LAPPS Interchange Format

[ Index | Overview | Tokens | Chunks & NER | Coreference | Phrase Structure | Dependencies ]

Chunks and Named Entities

Last updated: May 5th, 2017

Many annotations, including chunks and named entities, have a LIF realization that is similar to that of tags and tokens. In general, what they have in common is that the annotation is a sub type of Region where the annotation points at a span of text (or spans of text) and sets some attributes for that span.

Chunks

The vocabulary defines two annotations:

  1. http://vocab.lappsgrid.org/NounChunk.html
  2. http://vocab.lappsgrid.org/VerbChunk.html

These are direct subtypes of http://vocab.lappsgrid.org/Region.html and thus inherit the begin, end and targets attributes.

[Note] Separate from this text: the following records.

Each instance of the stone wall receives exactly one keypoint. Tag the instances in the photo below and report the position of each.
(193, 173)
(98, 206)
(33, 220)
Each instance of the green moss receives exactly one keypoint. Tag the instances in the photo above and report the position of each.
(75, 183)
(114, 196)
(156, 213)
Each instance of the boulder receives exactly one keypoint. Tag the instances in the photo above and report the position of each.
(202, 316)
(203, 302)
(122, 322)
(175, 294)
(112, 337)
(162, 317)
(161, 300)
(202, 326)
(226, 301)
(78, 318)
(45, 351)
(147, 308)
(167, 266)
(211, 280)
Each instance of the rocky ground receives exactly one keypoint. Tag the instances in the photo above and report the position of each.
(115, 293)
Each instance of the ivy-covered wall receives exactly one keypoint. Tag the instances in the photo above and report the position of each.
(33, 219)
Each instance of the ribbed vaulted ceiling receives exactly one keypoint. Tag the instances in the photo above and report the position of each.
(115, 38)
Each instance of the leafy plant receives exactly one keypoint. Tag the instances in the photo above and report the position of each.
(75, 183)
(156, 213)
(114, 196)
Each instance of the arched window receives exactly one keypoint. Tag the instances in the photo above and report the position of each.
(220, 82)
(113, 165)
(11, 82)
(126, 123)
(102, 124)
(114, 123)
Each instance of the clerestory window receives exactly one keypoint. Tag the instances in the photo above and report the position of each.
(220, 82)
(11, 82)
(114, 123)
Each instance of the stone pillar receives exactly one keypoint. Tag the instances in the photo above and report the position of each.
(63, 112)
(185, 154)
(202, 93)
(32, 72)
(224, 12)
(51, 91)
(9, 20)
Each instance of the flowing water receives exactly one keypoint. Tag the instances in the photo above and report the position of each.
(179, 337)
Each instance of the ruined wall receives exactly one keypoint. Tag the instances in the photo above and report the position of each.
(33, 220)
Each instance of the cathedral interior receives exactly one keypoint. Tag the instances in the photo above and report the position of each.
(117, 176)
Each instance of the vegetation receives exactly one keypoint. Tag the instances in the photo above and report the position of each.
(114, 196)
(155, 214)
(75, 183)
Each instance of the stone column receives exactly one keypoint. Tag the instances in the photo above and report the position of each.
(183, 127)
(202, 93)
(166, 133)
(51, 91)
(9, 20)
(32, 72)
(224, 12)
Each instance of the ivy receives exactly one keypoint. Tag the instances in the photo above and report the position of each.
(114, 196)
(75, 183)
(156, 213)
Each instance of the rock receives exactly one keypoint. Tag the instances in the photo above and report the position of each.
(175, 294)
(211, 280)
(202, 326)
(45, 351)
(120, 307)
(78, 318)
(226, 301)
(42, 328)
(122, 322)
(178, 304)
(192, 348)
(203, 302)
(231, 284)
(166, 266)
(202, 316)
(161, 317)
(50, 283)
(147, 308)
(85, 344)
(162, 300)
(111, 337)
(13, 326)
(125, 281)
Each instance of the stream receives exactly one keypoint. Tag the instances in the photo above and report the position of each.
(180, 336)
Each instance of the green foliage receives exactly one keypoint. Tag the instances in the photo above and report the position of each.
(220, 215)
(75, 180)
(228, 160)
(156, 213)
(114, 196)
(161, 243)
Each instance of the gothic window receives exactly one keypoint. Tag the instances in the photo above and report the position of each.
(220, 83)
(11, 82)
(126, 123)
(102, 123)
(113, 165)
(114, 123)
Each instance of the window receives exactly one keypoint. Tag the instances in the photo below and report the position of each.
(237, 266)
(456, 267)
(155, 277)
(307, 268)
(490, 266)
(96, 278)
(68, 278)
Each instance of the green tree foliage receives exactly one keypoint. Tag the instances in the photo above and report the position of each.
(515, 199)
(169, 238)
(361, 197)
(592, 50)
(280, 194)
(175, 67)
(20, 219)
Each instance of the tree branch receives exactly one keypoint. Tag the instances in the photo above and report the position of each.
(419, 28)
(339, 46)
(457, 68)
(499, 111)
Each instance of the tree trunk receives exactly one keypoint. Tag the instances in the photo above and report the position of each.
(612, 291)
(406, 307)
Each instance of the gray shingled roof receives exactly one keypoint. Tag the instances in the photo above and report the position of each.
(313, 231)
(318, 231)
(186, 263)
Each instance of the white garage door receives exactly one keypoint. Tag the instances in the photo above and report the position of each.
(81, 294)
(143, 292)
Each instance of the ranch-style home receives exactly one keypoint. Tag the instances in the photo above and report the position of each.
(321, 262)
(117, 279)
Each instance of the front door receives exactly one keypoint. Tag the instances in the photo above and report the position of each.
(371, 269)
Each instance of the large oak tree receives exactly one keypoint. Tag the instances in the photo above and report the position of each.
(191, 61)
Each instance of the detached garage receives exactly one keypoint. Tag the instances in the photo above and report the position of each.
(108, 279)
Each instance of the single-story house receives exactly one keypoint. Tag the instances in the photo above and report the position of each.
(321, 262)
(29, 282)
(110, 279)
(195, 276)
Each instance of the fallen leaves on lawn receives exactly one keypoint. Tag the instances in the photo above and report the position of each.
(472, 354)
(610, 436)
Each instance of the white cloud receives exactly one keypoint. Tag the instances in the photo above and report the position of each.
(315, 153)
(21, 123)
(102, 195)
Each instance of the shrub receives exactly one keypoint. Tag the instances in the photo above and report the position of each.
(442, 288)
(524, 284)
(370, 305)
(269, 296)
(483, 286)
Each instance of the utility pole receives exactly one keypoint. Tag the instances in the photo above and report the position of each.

No other properties are defined by the vocabulary, but you are always allowed to add other properties to the features dictionary. Here is an example of what a chunk could look like in LIF:

{
  "@context": "http://vocab.lappsgrid.org/context-1.0.0.jsonld",
  "text": { "@value": "Fido barks." },
  "views": [
    {
      "id": "v1",
      "metadata": {
        "contains": {
          "NounChunk": {
            "producer": "GATE NounPhraseChunker v2.2.0 ",
            "type": "chunker:gate" }}},
      "annotations": [
         { "@type": "NounChunk", "id": "c0", "start": 0, "end": 4 }
      ]
    }
  ]
}

The extent of a Region tag can be defined by the begin and end attributes, but it is also possible to use the targets attribute instead and use it to refer to other annotations:

{
  "@context": "http://vocab.lappsgrid.org/context-1.0.0.jsonld",
  "text": { "@value": "Fido barks." },
  "views": [
    {
      "id": "v1",
      "metadata": {
        "contains": {
          "Token": {
            "producer": "org.anc.lapps.stanford.SATokenizer:1.4.0",
            "type": "tokenization:stanford" }}},
      "annotations": [
        { "@type": "Token", "id": "tok0", "start": 0, "end": 4 },
        { "@type": "Token", "id": "tok1", "start": 5, "end": 10 },
        { "@type": "Token", "id": "tok2", "start": 10, "end": 11 }
      ]
    },
    {
      "id": "v2",
      "metadata": {
        "contains": {
          "NounChunk": {
            "producer": "GATE NounPhraseChunker v2.2.0 ",
            "type": "chunker:gate" }}},
      "annotations": [
         { "@type": "NounChunk", "id": "c0", "targets": "v1:tok0" }
      ]
    }
  ]
}

In general, this choice is available to any extent annotation. Note that in this case the chunker ran on top of a tokenizer and referred to the tokenizer input. It is totally legal for the chunker itself to create the tokenization itself and generate one view with both tokens and chunks.

Named Entities

The vocabulary item involved is http://vocab.lappsgrid.org/beta/NamedEntity.html. The vocabulary used to have subtypes of NamedEntity like Person, Organization and Location. These are now deprecated so a named entity annotation now looks as follows.

{
  "@context": "http://vocab.lappsgrid.org/context-1.0.0.jsonld",
  "text": { "@value": "Jill sleeps." },
  "views": [
    {
      "id": "v1",
      "metadata": {
        "contains": {
          "http://vocab.lappsgrid.org/NamedEntity": {
            "producer":"edu.brandeis.cs.lappsgrid.stanford.corenlp.NamedEntityRecognizer:2.0.3",
            "namedEntityCategorySet": "ner:stanford" }}}
      "annotations": [
         { "@type": "NamedEntity", "id": "c0", "start": 0, "end": 4,
          "features": { "category": "person", "gender": "female" } } ]
    }
  ]
}

The thing to note here is the category attribute. Possible values are expected to be defined in the vocabulary in the ner:stanford section.

This latter statement needs to be explained more and we also need to add the section involved to the vocabulary (which in this case would actually be to the discriminators).